I stayed with my parents for about a month and then moved into my new home.  It was hard to see the room we were going to turn into the nursery.  It was a storage room for a while.  Now it is an office.  I am sitting in her room now.  Every time I sit here I think about it being a little girl's room.  With toys on the floor and hand drawn pictures on the wall.  It is like she is here, with me.
My first summer after my loss was extremely difficult.  I would have wildly uncontrollable melt downs.  I would cry at the site of a baby on TV.  I would fold the clothes that we had bought for her.  I wished to be with her.  I didn't want to live.  I wish I had died in the hospital.  I couldn't stand the thought of waking up another day.  She was with me always, but it was like she was behind glass.  I knew she was there, but I could never touch her, hug her or hear her laugh.  Everyday I thought about what she would be doing if she was here with me, what she would look like.  I wish I could have held her.  I wish I could have known her smile.  I wish I could have looked into her eyes and told her I loved her.

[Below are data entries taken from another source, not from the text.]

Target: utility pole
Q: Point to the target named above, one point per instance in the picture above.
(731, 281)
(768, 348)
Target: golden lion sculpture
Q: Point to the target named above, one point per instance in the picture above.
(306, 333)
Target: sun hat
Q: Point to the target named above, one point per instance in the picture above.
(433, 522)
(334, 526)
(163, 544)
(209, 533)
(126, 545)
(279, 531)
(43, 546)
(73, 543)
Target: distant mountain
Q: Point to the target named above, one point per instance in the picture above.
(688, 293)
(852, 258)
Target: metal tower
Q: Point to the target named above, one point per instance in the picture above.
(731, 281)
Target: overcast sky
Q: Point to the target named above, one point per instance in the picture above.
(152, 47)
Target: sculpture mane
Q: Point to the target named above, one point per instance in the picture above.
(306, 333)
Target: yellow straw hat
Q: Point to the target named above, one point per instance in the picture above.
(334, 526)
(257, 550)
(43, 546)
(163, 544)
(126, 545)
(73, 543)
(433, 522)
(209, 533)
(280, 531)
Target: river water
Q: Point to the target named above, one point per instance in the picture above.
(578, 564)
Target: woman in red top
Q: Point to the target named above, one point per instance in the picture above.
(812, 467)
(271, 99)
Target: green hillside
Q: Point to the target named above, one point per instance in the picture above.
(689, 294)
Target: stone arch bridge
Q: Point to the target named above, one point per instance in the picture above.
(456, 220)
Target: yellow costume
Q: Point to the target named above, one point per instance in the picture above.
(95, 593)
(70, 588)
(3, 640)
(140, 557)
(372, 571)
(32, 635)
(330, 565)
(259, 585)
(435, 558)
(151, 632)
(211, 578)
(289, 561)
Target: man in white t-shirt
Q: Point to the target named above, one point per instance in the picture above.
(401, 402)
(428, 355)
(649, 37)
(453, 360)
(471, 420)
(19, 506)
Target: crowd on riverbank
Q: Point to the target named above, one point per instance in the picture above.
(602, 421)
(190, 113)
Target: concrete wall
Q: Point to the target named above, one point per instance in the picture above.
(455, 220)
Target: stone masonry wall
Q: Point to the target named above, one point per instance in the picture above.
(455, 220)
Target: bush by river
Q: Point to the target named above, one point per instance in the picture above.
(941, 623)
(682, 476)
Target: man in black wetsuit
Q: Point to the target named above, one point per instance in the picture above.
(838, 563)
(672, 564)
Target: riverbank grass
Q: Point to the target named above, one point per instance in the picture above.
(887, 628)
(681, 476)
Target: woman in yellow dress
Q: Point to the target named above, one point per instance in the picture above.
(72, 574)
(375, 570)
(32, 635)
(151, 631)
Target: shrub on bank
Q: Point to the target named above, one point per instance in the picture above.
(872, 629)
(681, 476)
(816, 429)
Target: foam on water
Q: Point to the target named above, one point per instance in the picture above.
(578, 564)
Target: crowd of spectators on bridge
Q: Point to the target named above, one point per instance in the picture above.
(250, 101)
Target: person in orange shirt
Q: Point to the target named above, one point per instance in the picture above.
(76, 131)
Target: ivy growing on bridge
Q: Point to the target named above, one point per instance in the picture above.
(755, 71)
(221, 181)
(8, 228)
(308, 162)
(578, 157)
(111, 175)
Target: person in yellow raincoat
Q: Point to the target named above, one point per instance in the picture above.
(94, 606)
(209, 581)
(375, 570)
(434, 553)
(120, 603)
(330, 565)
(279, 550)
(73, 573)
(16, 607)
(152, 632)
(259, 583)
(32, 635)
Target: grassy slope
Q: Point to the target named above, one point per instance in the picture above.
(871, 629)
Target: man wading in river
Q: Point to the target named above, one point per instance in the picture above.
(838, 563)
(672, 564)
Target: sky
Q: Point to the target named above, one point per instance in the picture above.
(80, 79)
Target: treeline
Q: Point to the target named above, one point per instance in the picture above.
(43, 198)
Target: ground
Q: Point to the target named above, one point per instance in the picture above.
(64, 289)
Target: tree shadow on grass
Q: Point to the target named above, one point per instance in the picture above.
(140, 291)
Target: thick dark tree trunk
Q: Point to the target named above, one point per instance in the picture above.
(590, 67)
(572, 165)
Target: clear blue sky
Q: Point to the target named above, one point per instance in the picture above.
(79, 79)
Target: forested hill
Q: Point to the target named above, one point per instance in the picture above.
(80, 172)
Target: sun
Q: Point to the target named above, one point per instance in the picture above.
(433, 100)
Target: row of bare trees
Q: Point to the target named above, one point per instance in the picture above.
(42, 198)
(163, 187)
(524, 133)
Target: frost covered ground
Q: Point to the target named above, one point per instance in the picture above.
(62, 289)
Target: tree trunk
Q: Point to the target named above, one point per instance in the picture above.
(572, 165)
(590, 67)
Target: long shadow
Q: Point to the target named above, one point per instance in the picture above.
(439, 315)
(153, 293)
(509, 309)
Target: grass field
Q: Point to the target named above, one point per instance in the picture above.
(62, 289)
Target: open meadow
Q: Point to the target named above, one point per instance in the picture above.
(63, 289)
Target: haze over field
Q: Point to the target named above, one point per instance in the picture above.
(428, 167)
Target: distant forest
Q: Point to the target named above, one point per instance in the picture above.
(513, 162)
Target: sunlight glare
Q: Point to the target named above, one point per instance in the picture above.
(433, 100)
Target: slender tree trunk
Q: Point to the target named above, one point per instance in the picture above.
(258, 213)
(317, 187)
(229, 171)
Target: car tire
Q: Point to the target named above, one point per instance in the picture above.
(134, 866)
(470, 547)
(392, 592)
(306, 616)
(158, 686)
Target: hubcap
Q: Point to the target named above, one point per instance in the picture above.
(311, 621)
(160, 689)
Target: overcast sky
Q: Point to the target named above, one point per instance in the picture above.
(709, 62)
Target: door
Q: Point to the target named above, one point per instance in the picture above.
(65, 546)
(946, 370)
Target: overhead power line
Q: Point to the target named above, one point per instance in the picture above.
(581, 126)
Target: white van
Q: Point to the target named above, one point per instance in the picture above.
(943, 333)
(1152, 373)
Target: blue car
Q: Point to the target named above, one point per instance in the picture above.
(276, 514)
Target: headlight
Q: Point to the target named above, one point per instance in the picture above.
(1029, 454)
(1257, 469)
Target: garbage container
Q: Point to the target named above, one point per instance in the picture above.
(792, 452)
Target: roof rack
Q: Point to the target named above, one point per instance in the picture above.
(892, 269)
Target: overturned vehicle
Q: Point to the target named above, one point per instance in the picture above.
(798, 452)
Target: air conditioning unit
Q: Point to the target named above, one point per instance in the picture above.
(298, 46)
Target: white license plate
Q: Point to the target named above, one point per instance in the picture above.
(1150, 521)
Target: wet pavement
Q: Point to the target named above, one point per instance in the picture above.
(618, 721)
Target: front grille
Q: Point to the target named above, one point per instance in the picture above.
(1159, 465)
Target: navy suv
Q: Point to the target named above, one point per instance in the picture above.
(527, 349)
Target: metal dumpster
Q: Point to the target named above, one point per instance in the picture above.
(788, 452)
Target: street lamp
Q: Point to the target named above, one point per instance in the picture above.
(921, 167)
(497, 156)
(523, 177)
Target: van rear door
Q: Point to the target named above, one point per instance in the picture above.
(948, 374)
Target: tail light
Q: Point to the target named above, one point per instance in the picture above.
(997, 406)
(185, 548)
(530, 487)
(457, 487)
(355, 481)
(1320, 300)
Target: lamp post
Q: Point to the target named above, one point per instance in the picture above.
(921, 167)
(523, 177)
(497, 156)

Weeks passed, months passed and years passed.  I still think of Marlee everyday.  I still feel empty.  Her life was torn away from me.  I still have nightmares about the day I knew I lost her.  I still think about seeing her lifeless little body on the Ultra Sound screen and not seeing her little heart flicker.  I miss her.
John and I decided to try to have another baby.  I secretly thought another life inside me would make me feel complete again.  Less empty.  It didn't.  My son is my life.  I love him more then I thought I was able to love.  He makes me want to wake up in the morning.  He makes me want to live.  I still feel empty though.  I still miss Marlee.

I think of her hugging her baby brother, playing with her cousins.  When my son reaches various milestones in his life I think about her.  How I will never be there for her big days.  I am not there for her first step, her first word, her first dance.  I feel like I have abandoned my daughter in exchange for life.  I wish she was here.  I wish I could know her and see her.
It is hard.  I think I bother people when I talk about her.  I am not the only woman who has had a miscarriage.  I just seem to talk about mine a lot.  My life often revolves around my loss.  A lot of people don't like hearing about it.  I remember shortly after I lost Marlee talking to other women about "pregnancy stories" at a baby shower.  People sort of ignored me.  I wasn't talking about loosing my child, I was talking about morning sickness, ultra sounds and doctors.  The same thing everyone else was talking about.  When I spoke people looked at me funny and ignored me.  Even now, when I talk about my "first" pregnancy compared to my "second" people don't like to hear what I have to say.  People don't like to hear that I grieve for a child I never met.  They either do not understand my pain, or choose to ignore it.  I just don't want the world to forget her.  I don't want to forget her.  She is my daughter.